Processing of PrPC in human ocular tissue. (a) Schematic representation of full length (FL), α-cleaved (C1, 18 kDa), β-cleaved (C2, 20 kDa), and ~19 kDa forms of PrPC. Antibody 8B4 reacts with FL and N-terminal fragments of PrPC, 3F4 reacts with FL and C2, and 8H4, G-12, and 2301 react with FL, C1, and C2. (b) Probing of lysates from primary human TM cells cultured from three different cases with 3F4 and 8H4 shows FL and mainly C2 fragment of PrPC. C1 represents a small fraction of total PrPC. Human brain lysate provides a positive control, and lysates from cells transfected with PrP-siRNA serve as a negative control (lanes 1–15). (c) Probing of lysates from the TM, retina (Ret), optic nerve (ON), and CB with 8H4 shows glycosylated PrPC in all samples (lanes 1–4), and a ~19 kDa fragment in lysates from the ON (lane 3,?) (d) Probing of human TM and CB lysates with 8B4, 3F4, and G-12 shows FL glycosylated and deglycosylated PrPC in all samples as in human brain. The TM shows significantly more C2 relative to FL and C1, the CB shows mainly C1, while the brain shows mainly FL and a small amount of C1 (lanes 1–18) (lighter exposures are shown for lanes 11 and 12. Complete membrane is shown in Supplementary Fig. S2). TM and CB lysates probed with 2301 antibody mimicked the G-12 probing data (Supplementary Fig. S3) (e) Probing of lysates from the ON and retina with 8B4, 3F4, and 2301 shows FL PrPC as in human brain, and a ~19 kDa fragment in deglycosylated ON sample. The retina has significantly more C2 relative to FL and C1, while the ON has more C1 relative to C2. The ~19 kDa fragment does not react with 2301 (lanes 15-18). (FL: #; C1: star; C2: white arrowhead;?: ~19 kDa). All membranes were re-probed for β-actin to control for loading. (f) The relative abundance of FL, C1, C2, and the ~19 kDa fragment is shown graphically. Figures 3c-e are from tissue harvested from the same eye. Similar results were obtained from two other eye globes.
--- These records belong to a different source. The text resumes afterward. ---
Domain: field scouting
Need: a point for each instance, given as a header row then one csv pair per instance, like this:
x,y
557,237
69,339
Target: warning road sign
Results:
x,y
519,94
Evaluation of tissue from different regions of the human eye with 8H4 showed strong reactivity for FL PrPC in the TM, retina (Ret), optic nerve (ON), and ciliary body (CB) (Fig. 3c, lanes 1–4, #)). However, the presence of a unique 19 kDa band in the ON was surprising (Fig. 3c, lane 3), prompting additional exploration.

To achieve this goal, three pairs of human eyes were dissected to isolate the TM, CB, retina, and ON, and tissue homogenates were evaluated as such or deglycosylated before Western blotting. Lysate from human brain was fractionated in parallel as a positive control. To avoid experimental artifacts, membranes probed once with a particular PrPC-specific antibody were re-probed only for β-actin, not with another PrP antibody.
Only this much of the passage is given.